While many people don’t think feeling tired and exhausted due to taking antibiotics is possible, it definitely is. As it is, being sick is enough to make you feel worn out, but to add to this, antibiotics can make you feel even more exhausted. It is very common to experience extreme fatigue while on antibiotics.

3. Swollen, Black or Hairy Tongue

Swollen Tongue

Yes, a black or hairy tongue is a possible side effect caused by amoxicillin–a penicillin type of antibiotic. Other common side effects amoxicillin causes include nausea, vomiting, diarrhea, stomach pain, headache, and rashes. While you might initially think hairy tongue is as bad as it gets, you should think again. Other serious side effects can include colitis, jaundice, seizures, and hives.
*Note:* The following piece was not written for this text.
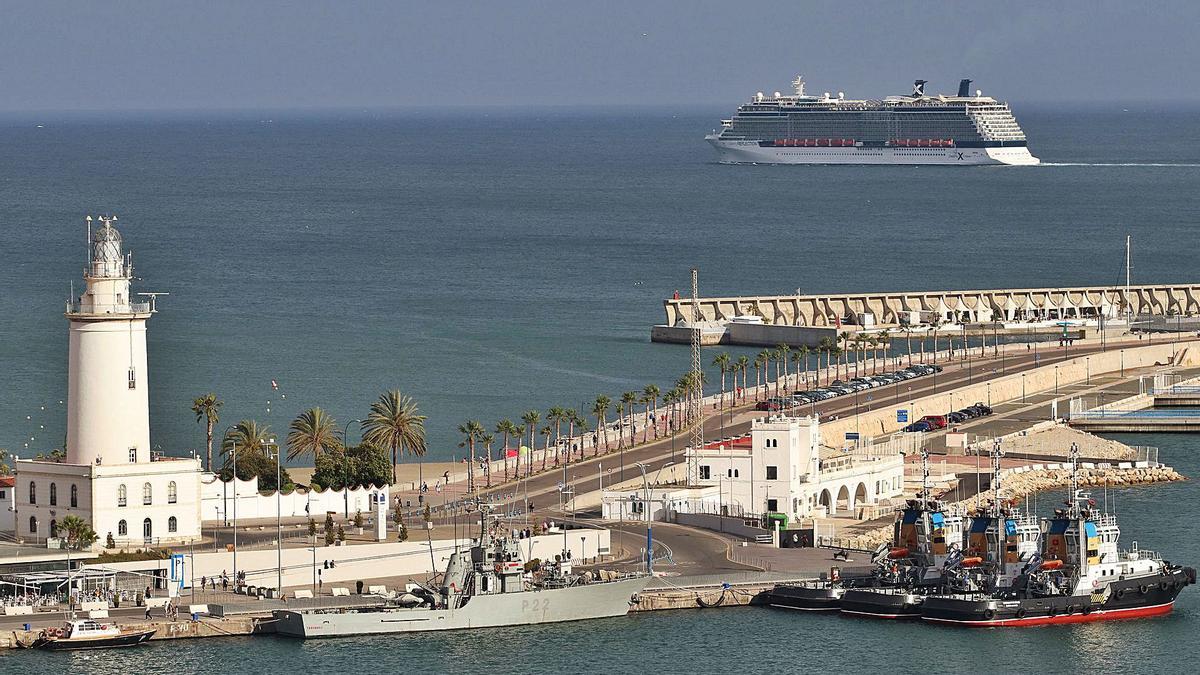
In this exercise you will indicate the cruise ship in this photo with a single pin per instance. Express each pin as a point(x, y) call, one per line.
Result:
point(919, 129)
2. Disruption in Menstrual Cycle

Menstrual Cycle

While not exactly set in stone, and a very much debated topic, this effect of antibiotics is experienced by some women. Since antibiotics and hormones both need to be processed by the liver, there is some validity to antibiotics affecting estrogen and progesterone metabolism in women.

1. Hallucinations, Psychotic Reactions, and Tendon Ruptures

Hallucinations

A type of antibiotics called fluoroquinolones have been found to cause damage to mitochondria and also cause irreversible nerve damage. They have also been linked to other side effects including depression, brain fog, hallucinations, and psychotic reactions. About 10 years ago, the FDA required makers of fluoroquinolone antibiotics to place a “black box” warning on the drugs in order to warn both prescribing doctors and patients of the potential risk of tendonitis and even tendon ruptures.